La Cassazione torna ad occuparsi della questione relativa alla interpretazione della «clausola di vendita dell'area sovrastante» che spesso ricorre nella pratica.
Il caso
Marito e moglie si rivolgevano il Tribunale di Foggia sostenendo di essere proprietari, per averla acquistata con atto notarile, dell'area sovrastante un vano a piano terra. E chiedevano, in particolare, che il Giudice accertasse che tutta l'area sovrastante fosse di loro proprietà, e che quindi il vicino di casa, da loro convenuto in giudizio, non avesse titolo per utilizzare tale area per ristrutturare e sopraelevare il suo immobile.

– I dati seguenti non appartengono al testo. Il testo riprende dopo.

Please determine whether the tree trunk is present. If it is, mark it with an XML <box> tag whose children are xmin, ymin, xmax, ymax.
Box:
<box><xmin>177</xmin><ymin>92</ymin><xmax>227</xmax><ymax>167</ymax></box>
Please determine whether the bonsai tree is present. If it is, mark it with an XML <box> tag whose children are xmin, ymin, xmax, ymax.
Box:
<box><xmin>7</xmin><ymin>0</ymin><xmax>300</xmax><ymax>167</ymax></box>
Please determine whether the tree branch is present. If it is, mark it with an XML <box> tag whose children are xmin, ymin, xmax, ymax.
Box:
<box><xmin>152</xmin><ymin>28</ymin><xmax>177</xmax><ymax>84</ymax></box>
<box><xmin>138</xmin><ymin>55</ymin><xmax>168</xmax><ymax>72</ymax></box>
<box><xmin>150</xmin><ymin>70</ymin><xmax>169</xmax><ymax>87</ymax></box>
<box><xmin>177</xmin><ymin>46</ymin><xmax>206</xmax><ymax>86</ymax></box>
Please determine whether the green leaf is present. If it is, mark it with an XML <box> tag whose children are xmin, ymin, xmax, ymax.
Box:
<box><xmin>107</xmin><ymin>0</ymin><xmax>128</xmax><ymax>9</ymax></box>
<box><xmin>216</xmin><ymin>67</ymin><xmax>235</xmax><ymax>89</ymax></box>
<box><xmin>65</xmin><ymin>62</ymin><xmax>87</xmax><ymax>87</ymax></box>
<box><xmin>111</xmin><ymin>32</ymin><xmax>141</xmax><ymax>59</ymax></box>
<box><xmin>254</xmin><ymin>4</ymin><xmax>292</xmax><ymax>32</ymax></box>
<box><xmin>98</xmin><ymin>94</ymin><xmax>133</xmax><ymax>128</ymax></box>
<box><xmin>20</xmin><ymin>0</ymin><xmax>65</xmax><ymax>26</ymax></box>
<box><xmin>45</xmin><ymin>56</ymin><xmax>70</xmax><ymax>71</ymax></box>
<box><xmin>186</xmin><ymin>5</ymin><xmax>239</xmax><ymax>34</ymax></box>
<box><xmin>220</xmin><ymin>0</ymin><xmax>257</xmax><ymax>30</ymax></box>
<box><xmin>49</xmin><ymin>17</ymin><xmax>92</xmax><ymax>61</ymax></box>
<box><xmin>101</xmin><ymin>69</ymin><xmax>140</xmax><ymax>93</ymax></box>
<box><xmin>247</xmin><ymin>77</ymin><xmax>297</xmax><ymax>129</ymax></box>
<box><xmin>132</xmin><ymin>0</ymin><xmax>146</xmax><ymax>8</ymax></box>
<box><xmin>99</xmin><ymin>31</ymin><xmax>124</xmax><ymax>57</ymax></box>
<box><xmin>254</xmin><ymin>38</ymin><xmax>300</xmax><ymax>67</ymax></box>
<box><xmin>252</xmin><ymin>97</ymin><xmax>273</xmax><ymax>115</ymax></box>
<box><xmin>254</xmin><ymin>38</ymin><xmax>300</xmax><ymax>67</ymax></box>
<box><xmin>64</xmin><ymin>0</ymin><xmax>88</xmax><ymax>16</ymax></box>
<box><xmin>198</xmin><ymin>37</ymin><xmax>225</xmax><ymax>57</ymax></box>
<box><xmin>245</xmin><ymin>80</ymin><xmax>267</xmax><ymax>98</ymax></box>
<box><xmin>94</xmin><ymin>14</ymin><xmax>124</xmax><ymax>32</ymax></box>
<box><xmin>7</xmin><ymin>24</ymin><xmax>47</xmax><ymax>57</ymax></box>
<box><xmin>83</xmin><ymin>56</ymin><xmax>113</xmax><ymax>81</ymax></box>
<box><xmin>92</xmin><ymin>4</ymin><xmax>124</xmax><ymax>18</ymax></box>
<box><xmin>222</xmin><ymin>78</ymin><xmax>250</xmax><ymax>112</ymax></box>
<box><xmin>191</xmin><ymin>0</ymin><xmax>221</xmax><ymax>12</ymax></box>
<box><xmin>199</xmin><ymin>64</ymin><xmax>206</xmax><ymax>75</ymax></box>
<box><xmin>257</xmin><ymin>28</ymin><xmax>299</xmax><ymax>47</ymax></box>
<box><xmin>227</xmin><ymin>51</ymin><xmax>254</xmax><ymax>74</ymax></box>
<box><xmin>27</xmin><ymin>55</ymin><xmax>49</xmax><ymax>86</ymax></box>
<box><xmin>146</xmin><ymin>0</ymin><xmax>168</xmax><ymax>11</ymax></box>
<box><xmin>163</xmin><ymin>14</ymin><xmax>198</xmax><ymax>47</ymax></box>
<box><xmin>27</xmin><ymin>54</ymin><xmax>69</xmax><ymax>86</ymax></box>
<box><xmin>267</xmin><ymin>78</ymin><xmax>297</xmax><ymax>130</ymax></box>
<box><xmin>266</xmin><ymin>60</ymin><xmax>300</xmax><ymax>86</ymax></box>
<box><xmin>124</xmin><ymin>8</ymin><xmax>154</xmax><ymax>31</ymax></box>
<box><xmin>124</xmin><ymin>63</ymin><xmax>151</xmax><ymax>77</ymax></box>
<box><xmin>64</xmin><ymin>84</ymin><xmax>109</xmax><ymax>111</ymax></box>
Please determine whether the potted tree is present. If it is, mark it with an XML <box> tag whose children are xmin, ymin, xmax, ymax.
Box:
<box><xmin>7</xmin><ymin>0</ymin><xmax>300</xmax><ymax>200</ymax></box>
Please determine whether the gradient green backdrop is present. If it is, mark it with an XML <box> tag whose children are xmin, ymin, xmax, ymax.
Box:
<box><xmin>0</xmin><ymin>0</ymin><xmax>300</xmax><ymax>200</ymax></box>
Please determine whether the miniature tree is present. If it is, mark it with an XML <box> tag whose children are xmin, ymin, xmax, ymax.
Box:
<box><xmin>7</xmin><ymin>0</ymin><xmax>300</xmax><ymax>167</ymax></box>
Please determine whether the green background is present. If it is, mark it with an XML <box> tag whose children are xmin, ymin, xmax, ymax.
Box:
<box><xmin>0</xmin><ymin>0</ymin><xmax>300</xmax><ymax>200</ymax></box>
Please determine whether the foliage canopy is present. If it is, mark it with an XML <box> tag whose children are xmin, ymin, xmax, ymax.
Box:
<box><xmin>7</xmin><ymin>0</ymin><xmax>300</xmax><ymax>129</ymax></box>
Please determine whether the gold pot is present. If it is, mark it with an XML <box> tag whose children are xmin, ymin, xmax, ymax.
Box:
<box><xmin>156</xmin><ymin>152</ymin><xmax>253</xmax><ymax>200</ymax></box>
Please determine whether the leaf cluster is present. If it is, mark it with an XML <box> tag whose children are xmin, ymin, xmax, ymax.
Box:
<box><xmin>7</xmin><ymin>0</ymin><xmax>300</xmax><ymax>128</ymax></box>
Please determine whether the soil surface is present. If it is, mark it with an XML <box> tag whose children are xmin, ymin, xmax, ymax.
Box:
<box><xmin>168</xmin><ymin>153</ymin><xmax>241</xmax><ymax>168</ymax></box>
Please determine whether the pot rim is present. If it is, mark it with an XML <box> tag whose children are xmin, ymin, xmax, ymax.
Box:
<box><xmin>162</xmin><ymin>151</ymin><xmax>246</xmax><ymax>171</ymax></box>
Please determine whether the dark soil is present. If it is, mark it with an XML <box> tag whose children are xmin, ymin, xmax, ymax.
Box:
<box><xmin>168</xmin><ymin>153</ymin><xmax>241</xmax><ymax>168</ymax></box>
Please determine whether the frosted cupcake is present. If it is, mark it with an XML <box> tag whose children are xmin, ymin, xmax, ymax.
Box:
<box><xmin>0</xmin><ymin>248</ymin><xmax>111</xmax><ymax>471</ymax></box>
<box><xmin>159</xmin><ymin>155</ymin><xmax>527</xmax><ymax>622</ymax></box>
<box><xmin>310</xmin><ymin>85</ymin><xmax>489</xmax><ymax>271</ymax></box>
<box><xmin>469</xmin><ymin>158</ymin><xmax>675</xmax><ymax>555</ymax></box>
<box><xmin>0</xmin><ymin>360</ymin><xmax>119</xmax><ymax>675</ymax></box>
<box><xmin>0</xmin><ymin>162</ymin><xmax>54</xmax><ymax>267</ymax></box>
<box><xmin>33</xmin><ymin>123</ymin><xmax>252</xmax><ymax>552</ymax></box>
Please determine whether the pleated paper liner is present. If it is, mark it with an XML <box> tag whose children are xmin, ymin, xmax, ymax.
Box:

Il vicino, costituendosi in giudizio, si opponeva, richiedendo, in via riconvenzionale, di accertare l'intervenuta prescrizione ventennale del diritto di superficie e di sopraelevazione vantato dagli attori.
Il tribunale di Foggia, nell'accogliere in parte la domanda riconvenzionale proposta dal vicino, rilevava come dal contenuto dell'atto di acquisto degli attori emergesse come essi avessero a suo tempo acquistato non un lastrico solare ma solo il diritto di superficie su detta area, diritto tra l'altro oramai prescrittosi per non uso ultra ventennale.
Contro tale decisione veniva proposto appello: la Corte, in parziale riforma della sentenza del Tribunale, affermava la proprietà, in capo ai proprietari del pianterreno, dell'area scoperta residuata dalla distruzione del vano soprastante la proprietà del convenuto, il tutto come da atto di acquisto a suo tempo sottoscritto.
In Cassazione
Avverso questa ultima decisione proponeva ricorso in Cassazione il vicino soccombente presentando due differenti motivi di reclamo consistenti: nell'avere la Corte di appello male interpretato la formulazione testuale dell'atto di compravendita, dal quale secondo il ricorrente si sarebbe dovuto dedurre come oggetto del contratto sarebbe «il mero spazio superficiario». Con il secondo motivo di reclamo, viceversa, il reclamante sosteneva che la Corte avesse male interpretato, nel prendere la propria decisione, le risultanze istruttorie della causa.
Nel respingere entrambi i motivi di reclamo, la Cassazione (sentenza 25965/2015, presidente Massimo Oddo e relatore Antonio Scarpa ) rilevava come occorresse anzitutto partire, nel dirimere la questione, dal dato letterario dell'atto di acquisto a suo tempo stipulato dagli attori, con il quale veniva trasferita «l'area sovrastante il vano sito a piano terra (...)».
Secondo la Cassazione, in sostanza, bene aveva fatto la Corte di appello nell'individuare, in base alla operata ricostruzione storica dei luoghi, un area di calpestio un tempo costituita dal pavimento di una parte di abitazione crollata o demolita, la quale rappresenta «il corpus della separata proprietà poi venduta agli attori».
Secondo i giudici di merito, pertanto, con motivazione, ritenuta congrua dalla Cassazione, oggetto dell'atto di vendita era stato il lastrico posto alla sommità del vano terraneo e non lo spazio aereo ovvero la colonna d'aria ad esso sovrastante.
Nel decidere in tal senso, del resto, la Suprema corte ricordava anche alcune proprie precedenti decisioni secondo le quali lo spazio sovrastante il suolo o una costruzione non costituisce un bene giuridico suscettibile «di autonomo diritto di proprietà, ma configura la mera proiezione verso l'alto delle suddette entità immobiliari».
Quel che non è concepibile, conclude il proprio ragionamento la Corte, «è un trasferimento di proprietà dello strato d'aria avulso dall'edificio o dal suolo sottostante» mentre, per converso, «è certamente consentita l'eventualità di frazionare orizzontalmente la proprietà, suddividendola per strati o piani esistenti al di sopra o al di sotto del suolo, in maniera da attribuire a ciascuna frazione della cosa materiale, originariamente unica, dignità di autonomo bene giuridico».